大手監査法人を経て、朝日アーサーアンダーセン株式会社(現プライスウォーターハウスクーパース コンサルタント)に入社。連結決算システム・グループ経営管理システムの導入、決算早期化、ソフトウェアの原価管理制度の構築、会計基準のコンバージェンス対応、IFRS対応等のプロジェクトに従事。著書に「スピード決算マネジメント」(共著、生産性出版)など。

要約

 2010年度からのセグメント情報等の開示に関する新しい会計基準の適用が迫っている。新基準では、企業の経営者が意思決定に用いている情報そのものが開示され、開示のみを目的とした情報を作成することは要求すべきでないとされている。このように、企業は、実際には管理していないのに開示のためだけに数字を作るのでなく、実際に意思決定に用いている情報を開示することが求められる。

 新セグメント会計基準の適用に備えてまず検討すべきことは、報告セグメントがどのようになるかであろう。多くの企業にとっては、現在開示しているセグメントと同じ区分で開示したいと思うかもしれない。そのため、現在のセグメント開示の下で、日本標準産業分類などを参考にして、社内の管理単位と関係なくセグメント情報を開示している場合は、社内の管理単位に基づき報告セグメントを検討しなおす必要がある。

 また従来、企業の財務会計と管理会計の仕組みは、それぞれ外部公表用と社内管理用といった具合に、目的に応じてすみ分けられてきたと思われるが、管理会計数値が外部公表に利用されるようになると、管理会計の仕組みも開示に耐えられるようなルール・プロセスが必要になる。

 財務会計は経理部門、管理会計は経営企画部門のように、担当が分かれている企業は少なくない。たとえば、四半期及び年度の対外公表の決算は経理部が、各月の月次連結は経営企画部が行うといった具合である。

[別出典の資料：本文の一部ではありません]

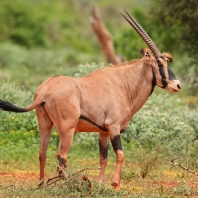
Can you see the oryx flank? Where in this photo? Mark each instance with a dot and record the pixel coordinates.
(103, 101)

 このような場合で、財務会計と管理会計とで差異が生じる場合は、どちらの部署がどのように差異調整表を作成するかを決める必要がある。また、生じていた差異を解消した場合は、それぞれの部署で処理を行う必要性が薄れるので今後どちらで処理するか、場合によっては組織の役割の見直しも含めて検討することになる。

 セグメント別の管理ができていない企業にとって新セグメント会計基準の適用は脅威だが、本来、多角化した企業において、そのセグメントごとの意思決定に必要な情報は不可欠のはずである。開示の要請を、企業がグループベースのセグメント別管理体制を整備する契機にして、それを適切な開示につなげるといった前向きな取り組みが必要だと考える。